Liberals kinda-sorta want the same thing, but you’ll rarely get them to admit it. One of the head-clutchingest things ever written about American politics is this gem, from Jonathan Chait of The New Republic: “If you have no particular a priori preference about the size of government and care only about tangible outcomes, then liberalism’s aversion to dogma makes it superior as a practical governing philosophy.” Now, wipe that incredulous smirk off your face — liberalism’s aversion to dogma, indeed — and consider what it would mean to have “no a priori preference about the size of government.” Surely even the open-minded, dogma-shunning liberals over at The New Republic have an a priori preference that the size of government not equal 100 percent of GDP, or 500 percent of GDP. I’m pretty sure the non-ideologues in the sovereign-debt markets have a robust a priori preference that U.S. government spending not exceed GDP. Arguments over the size and reach of government are partly moral and ideological, but they are not exclusively moral and ideological.
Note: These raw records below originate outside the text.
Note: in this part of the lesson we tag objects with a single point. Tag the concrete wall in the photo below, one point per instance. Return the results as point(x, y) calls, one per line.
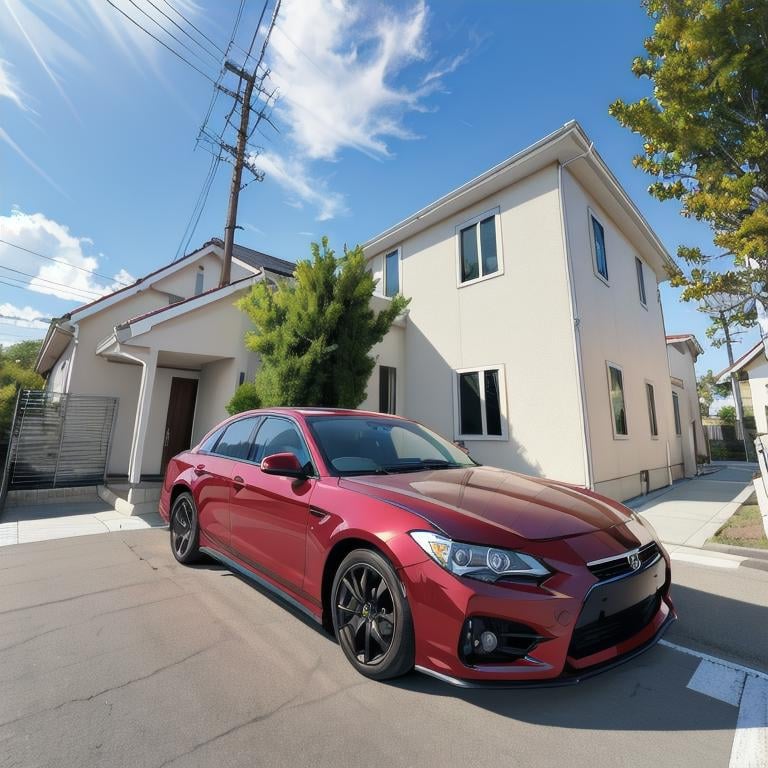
point(151, 463)
point(681, 366)
point(615, 326)
point(758, 385)
point(217, 383)
point(518, 320)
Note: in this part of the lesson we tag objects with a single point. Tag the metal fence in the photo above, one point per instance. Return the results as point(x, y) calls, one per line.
point(58, 440)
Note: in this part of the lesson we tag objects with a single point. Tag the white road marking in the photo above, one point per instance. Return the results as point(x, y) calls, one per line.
point(714, 562)
point(750, 742)
point(718, 678)
point(718, 681)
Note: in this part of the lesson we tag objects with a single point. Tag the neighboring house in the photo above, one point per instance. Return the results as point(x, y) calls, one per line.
point(682, 350)
point(170, 347)
point(535, 333)
point(752, 371)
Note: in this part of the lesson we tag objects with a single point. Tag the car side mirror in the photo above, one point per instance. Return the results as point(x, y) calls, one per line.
point(285, 464)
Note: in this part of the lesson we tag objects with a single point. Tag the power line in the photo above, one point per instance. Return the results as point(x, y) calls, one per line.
point(61, 261)
point(170, 34)
point(199, 31)
point(77, 293)
point(165, 45)
point(45, 280)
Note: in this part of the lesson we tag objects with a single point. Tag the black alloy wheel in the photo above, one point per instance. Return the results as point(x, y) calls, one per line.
point(371, 616)
point(185, 533)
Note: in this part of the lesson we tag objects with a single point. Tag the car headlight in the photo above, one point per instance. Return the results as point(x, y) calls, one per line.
point(477, 562)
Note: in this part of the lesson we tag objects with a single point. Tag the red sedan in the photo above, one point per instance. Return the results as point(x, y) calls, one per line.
point(416, 556)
Reality intervenes. And reality is the friend of conservatism.

If congressional Republicans are going to argue for a balanced budget (or a less-unbalanced budget) and tax cuts, they are going to have to make — once again, whipping it up from scratch — the case for a limited central government. Americans are fairly receptive to that argument at the moment, but not as eager as some of my fellow conservatives would like to believe: Cut Social Security checks by 20 percent and that limited-government tea-party mob will be the one that comes around to tar and feather your sorry congressional hide. But the case can be made.
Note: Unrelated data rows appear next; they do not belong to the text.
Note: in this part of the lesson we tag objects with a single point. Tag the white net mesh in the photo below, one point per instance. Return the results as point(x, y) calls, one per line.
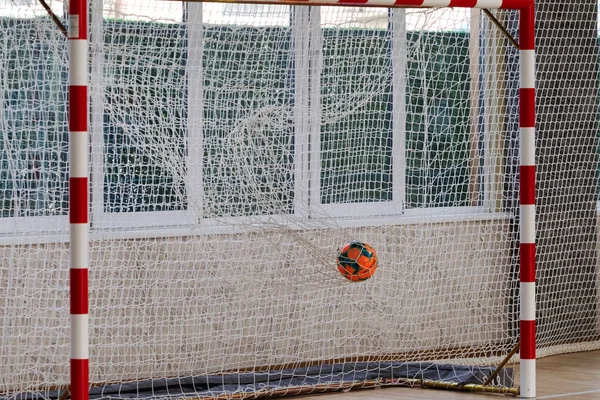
point(235, 148)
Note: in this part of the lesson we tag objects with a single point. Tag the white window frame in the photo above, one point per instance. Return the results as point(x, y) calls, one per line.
point(394, 207)
point(99, 219)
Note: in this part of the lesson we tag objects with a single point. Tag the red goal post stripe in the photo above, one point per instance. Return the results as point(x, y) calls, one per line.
point(491, 4)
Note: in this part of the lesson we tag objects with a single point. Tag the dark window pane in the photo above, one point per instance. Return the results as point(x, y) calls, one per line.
point(33, 128)
point(248, 122)
point(356, 129)
point(437, 119)
point(144, 117)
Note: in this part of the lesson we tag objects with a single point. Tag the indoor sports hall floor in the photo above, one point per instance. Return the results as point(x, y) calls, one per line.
point(573, 376)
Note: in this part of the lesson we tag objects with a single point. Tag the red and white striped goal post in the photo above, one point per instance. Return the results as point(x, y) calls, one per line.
point(79, 183)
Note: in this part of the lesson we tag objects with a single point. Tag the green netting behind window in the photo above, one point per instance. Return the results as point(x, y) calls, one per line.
point(356, 128)
point(247, 122)
point(33, 119)
point(437, 119)
point(144, 117)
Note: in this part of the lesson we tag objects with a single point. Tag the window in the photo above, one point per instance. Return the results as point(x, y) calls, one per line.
point(33, 126)
point(360, 116)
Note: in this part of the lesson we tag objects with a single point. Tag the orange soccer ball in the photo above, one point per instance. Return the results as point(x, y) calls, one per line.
point(357, 261)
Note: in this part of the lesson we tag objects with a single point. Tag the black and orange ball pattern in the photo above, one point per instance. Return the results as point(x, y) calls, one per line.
point(357, 261)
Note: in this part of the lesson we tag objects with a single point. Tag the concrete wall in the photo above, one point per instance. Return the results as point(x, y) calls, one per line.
point(193, 305)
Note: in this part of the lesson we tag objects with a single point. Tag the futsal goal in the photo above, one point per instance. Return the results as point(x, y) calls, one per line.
point(198, 165)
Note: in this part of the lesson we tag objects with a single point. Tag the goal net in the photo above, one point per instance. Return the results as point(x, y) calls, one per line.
point(234, 149)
And while making the case, Republicans in Congress are going to have to make something else: a big list of things they are actually willing to cut. Otherwise, they will be refusing to recognize the reality in which they should be grounded, and they’ll be confirming Anonymous Aide’s cynical worldview. Instead, Republicans would do well to beat the Democrats at their own game: Offer Nancy Pelosi the extension of unemployment benefits — so long as she produces dollar-for-dollar cuts elsewhere in the budget. And then fight to extend the Bush tax cuts — with dollar-for-dollar spending cuts to match. Steny Hoyer’s out there saying that Democrats are going to be left with no choice but to raise taxes on the middle class, Obama’s campaign promise be damned. No choice? Republicans should give him some options.

– Kevin D. Williamson is deputy managing editor of National Review.